Successivamente a tutti i partecipanti è stato prelevato un campione di sangue per valutare la concentrazione di alcuni markers di interesse, come il VEGF e l’HMGB1.
Risultati
I risultati ottenuti dal trial hanno indicato che:
- i livelli nel sangue delle transaminasi, ritenute un buon indicatore della funzionalità epatica, determinati il mattino successivo all’intervento, sono risultati pressoché simili nei due gruppi;
- non sono state riscontrate differenze cliniche significative tra il gruppo sottoposto al precondizionamento ischemico e il gruppo fittizio.
Conclusioni
Sebbene il precondizionamento ischemico remoto, come emerso da alcuni studi, riesca a sostenere l’epatoprotezione in seguito a danno ischemico-riperfusorio, in questo trial non ha dimostrato risultati significativi e ciò deve dunque incoraggiare ulteriori studi in merito.
Fonti e note:
ARTICOLO ORIGINALE: Hardt JLS, Pohlmann P, Reissfelder C et al. Remote ischemic preconditioning for reduction of ischemia-reperfusion injury after hepatectomy: A randomized sham-controlled trial. Surgery. 2024;175(2):424–31.

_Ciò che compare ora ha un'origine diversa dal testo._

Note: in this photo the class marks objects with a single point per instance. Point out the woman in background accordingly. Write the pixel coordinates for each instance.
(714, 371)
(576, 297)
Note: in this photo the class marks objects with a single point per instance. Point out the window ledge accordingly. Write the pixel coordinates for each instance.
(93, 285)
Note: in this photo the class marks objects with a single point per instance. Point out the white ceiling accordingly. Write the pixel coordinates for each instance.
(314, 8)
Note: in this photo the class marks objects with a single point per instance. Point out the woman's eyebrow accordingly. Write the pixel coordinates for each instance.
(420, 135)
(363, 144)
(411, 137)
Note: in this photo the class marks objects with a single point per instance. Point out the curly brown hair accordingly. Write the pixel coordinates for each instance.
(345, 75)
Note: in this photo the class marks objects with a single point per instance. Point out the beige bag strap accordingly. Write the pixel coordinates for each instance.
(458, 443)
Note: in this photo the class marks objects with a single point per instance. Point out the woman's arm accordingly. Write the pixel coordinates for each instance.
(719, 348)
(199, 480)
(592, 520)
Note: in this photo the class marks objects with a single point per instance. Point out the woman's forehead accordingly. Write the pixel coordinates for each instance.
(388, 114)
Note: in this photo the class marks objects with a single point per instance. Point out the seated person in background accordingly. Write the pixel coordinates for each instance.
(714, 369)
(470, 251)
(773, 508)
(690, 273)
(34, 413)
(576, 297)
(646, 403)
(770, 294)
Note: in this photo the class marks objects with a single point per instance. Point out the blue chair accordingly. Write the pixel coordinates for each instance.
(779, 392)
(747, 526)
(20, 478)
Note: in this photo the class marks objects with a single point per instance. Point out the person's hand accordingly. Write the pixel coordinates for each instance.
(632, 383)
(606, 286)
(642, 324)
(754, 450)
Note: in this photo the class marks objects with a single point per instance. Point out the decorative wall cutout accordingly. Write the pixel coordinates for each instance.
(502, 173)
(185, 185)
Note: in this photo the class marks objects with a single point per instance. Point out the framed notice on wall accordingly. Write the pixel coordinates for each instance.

[1] Weigand K, Brost S, Steinebrunner N et al. Ischemia/Reperfusion injury in liver surgery and transplantation: pathophysiology. HPB Surg. 2012;2012:176723.
Nota 1. La tecnica di Pringle consiste nel bloccare l’afflusso di sangue sia dalla vena porta che dall’arteria epatica nel corso di interventi sul fegato, al fine di controllare meglio il rischio di emorragie.
Nota 2. Prima dell’intervento il bracciale pneumatico è stato gonfiato a 200 mmHg o ≥ 50 mmHg al di sopra del picco sistolico del paziente per 5 minuti, rimuovendolo per i successivi 5 minuti. L’intero ciclo di compressione-decompressione è stato effettuato 3 volte, dunque per mezz’ora totale di tempo.